The principal raison d'être for this website is so that I can play around with web programming technology. Which goes some way towards excusing its weedy content. These pages summarise some of the goings-on behind the scenes. None of this is highly sophisticated—I'm only a hobbyist dabbler—but some of the tips and tricks might be of interest.
All of the techniques discussed here are actually in use on my webpages here or other pages I have built. All the examples are real examples. That's why I hope they will be useful to you. These pages are not intended to be a comprehensive source of information on the techniques discussed: there are much better sources of that, some of which I try to link to in the Links section.
I have been an almost daily user of the World Wide Web since about 1993, and an Internet user before that. As I write that is a timespan of over a decade: short by human standards, but several generations for the Web. Over that time I have seen dozens of browsers come and go, revision after revision of the HTML specifications, and any number of new webpage technologies and proprietary browser extensions.
The prejudices which pervade these pages arise from this long exposure to the Web, and the frequently frustrating and challenging experience surfing has now become. So, my first obsession is with web standards. My second is a corollary of the first, a drive for accessibility.
I talk about this a little more on the XHTML and CSS2 pages and the Javascript pages. XHTML is a version of HTML heavily influenced by XML, which is where the future of the standards-based web seems to lie, so I've put some notes on working with XML on the XML page.
HTML and CSS are fine for delivering static content to peoples' web-browsers. It's much more fun, however, to generate web pages dynamically.
Some of my pages are dynamically generated for trivial reasons: the date stamp in the title of the "who am I?" page changes with each access; the title of my homepage changes according to whether you access it as www.edginet.org or ben.edgingtonfamily.org.
Some of my pages are dynamically generated for easy maintenance. The What's New list appears on the homepage as well as having a more comprehensive page of its own. Rather that maintain the list separately on each page I create a single list which is read by the scripts that generate each page. My sermon pages are dynamically generated to make adding a new sermon as straightforward as possible. The page you are reading is dynamically generated so that I can include the title, index, navigation, footer etc. on each of pages without duplicating all the code. In fact, the page-index is automatically generated for even easier maintenance (see the server-side XSLT section for details).

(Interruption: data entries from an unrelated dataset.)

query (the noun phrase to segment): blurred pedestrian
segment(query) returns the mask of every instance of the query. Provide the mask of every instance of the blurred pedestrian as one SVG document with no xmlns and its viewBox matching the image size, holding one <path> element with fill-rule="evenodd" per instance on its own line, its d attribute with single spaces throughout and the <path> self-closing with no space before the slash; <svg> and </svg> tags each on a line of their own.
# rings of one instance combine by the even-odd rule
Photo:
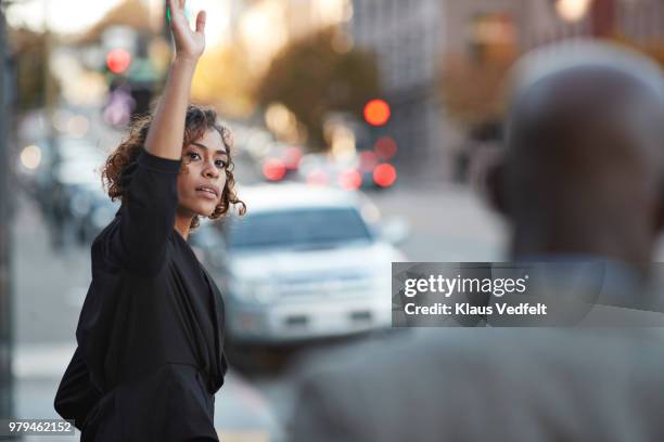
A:
<svg viewBox="0 0 664 442">
<path fill-rule="evenodd" d="M 514 81 L 490 173 L 512 258 L 605 261 L 638 294 L 664 225 L 659 66 L 566 42 L 523 58 Z M 430 328 L 367 343 L 303 368 L 292 440 L 659 441 L 662 348 L 657 328 Z"/>
<path fill-rule="evenodd" d="M 224 384 L 221 295 L 187 239 L 199 217 L 238 199 L 231 138 L 214 110 L 189 104 L 205 48 L 184 0 L 169 0 L 176 54 L 153 116 L 138 119 L 103 169 L 122 200 L 92 245 L 92 283 L 78 347 L 55 410 L 81 441 L 217 441 L 214 394 Z"/>
</svg>

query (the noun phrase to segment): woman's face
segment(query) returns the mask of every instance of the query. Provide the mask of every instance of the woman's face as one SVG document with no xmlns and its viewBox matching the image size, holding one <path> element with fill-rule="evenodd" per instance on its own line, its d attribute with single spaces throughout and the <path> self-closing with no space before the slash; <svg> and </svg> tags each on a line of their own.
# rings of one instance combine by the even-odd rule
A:
<svg viewBox="0 0 664 442">
<path fill-rule="evenodd" d="M 192 214 L 209 217 L 226 187 L 228 153 L 215 129 L 182 150 L 183 170 L 178 176 L 178 204 Z"/>
</svg>

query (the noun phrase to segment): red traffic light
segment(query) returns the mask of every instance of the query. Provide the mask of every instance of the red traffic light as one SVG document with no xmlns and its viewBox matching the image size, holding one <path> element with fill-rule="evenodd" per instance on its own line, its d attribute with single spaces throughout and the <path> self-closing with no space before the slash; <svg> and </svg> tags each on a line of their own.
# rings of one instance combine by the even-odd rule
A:
<svg viewBox="0 0 664 442">
<path fill-rule="evenodd" d="M 120 74 L 131 64 L 131 55 L 124 49 L 114 49 L 106 55 L 106 67 L 113 74 Z"/>
<path fill-rule="evenodd" d="M 371 100 L 365 106 L 365 119 L 371 126 L 383 126 L 390 120 L 390 104 L 384 100 Z"/>
</svg>

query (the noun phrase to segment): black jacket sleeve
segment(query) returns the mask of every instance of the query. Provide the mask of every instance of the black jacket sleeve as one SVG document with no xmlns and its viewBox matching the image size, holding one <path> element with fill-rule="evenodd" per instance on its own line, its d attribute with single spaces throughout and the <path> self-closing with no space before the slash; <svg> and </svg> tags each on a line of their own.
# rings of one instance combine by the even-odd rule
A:
<svg viewBox="0 0 664 442">
<path fill-rule="evenodd" d="M 164 263 L 168 235 L 178 205 L 177 176 L 181 160 L 142 151 L 120 207 L 118 232 L 112 239 L 120 264 L 145 275 Z"/>
<path fill-rule="evenodd" d="M 65 370 L 58 392 L 54 407 L 63 419 L 74 419 L 74 426 L 82 430 L 88 412 L 100 400 L 102 393 L 90 382 L 90 374 L 78 347 Z"/>
</svg>

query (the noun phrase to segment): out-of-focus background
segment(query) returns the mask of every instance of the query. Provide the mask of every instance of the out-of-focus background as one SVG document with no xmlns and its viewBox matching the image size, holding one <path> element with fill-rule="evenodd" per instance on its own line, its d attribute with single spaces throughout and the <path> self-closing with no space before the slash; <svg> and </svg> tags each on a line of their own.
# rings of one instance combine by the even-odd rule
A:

Some of my pages are dynamically generated because they do interesting things not possible with static HTML. The M'Cheyne Bible Calendar is the most sophisticated script on the site, with output that changes daily. The HTTP header viewer processes a form and returns the result. And although it would be possible to implement the GIF-server statically it would require over 100 million individual files, occupying some ten gigabytes of disk space. A single 2835 byte Perl script seems a sensible alternative 8^).
For more about generating dynamic content have a look at the Perl and PHP or MySQL pages for starters.